Matt Casey: do you like jazz?

Sylvie Brett: So, your just going to ignore the friend thing? 

Matt Casey: I assumed you already knew they were weird. 

Sylvie Brett: I assumed you knew to always agree with me. 

Matt Casey: my bad. They are weird. 

Sylvie Brett: If I said I was hungry, would you bring me some of that French Toast? 

“You’re smiling at your phone.”

Matt looked up and saw Cruz watching him. 

“Cruz.”

“Do we need to have a talk?”

The chair scraped against the floor as Matt stood up. Joe Cruz was a good man. Matt liked that he was looking out for Sylvie. 

“No,” Some of the tension drained from Cruz’s shoulders, “one, Stella beat you to it, and two, I’m not screwing this one up.”

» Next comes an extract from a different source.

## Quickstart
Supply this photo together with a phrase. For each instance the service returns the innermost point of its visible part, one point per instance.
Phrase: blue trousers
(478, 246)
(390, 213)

They don’t get to finish the conversation, because the bell goes off and Squad 3 is called off to a car accident. He goes back to texting Sylvie. 

———

Firefighting in general is a hurry up and wait kind of job. Some shifts the calls don’t stop. Some shifts there are just stretches of time when the minutes are slower. 

Today’s a slow day. Boden has assigned cleaning task, which makes the moments go by even slower. Mouch and Kidd are doing an inventory of the rig, Casey has Gallo and Ritter running a drill where Herrmann basically makes it as difficult to carry him as possible. Cruz, Capp and Tony are cleaning their water rescue gear while their interim Lieutenant catches up on paper work. 

A slow day. 

Ambo keeps getting called out, the roads are icy, but truck, squad and engine are just waiting. 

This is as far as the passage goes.